Challenges to the Peace "Conference"

The survey found that more than 56 percent said they were pessimistic or very pessimistic towards the ability of both sides to reach a peaceful settlement to the Israeli occupation.

Given the current political climate and the Israeli unilateral steps within the Occupied Palestinian Territory, the level of pessimism should not come as a surprise. According to a June 2007 Peace Now report, there are 560 roadblocks and checkpoints in the West Bank of which only 35 lead into Israel. The report found that almost all of the roadblocks are internal, thus they are not the last point of entry into Israel. The report concluded that "there is no immediate security necessity in order to prevent a terror infiltration into Israel." The report also adds that "these roadblocks restrict the freedom of movement for the majority of Palestinians, as a short journey between areas is turned into a trip with lengthy waiting periods at each checkpoint."

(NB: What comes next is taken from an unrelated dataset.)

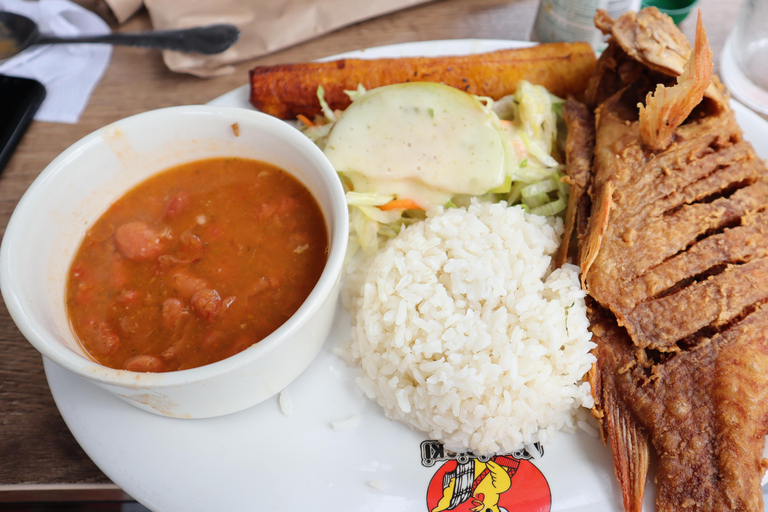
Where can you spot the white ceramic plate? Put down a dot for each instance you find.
(261, 459)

Roadblock and closures have devastating effects on the Palestinian economy and Palestinians’ ability to access health care facilities, jobs and educational institutions. This is especially troublesome given that, according to Palestinian Bureau of Statistics’ second quarter figures for 2007, the majority of the Palestinian population, 45 percent, is of school age, 14 years-old or younger. The bureau found that in the first quarter of 2007, one-fifth of the labor force was unemployed; 29.5 percent of families live under the poverty line and 10 out of every 100 child has chronic malnutrition.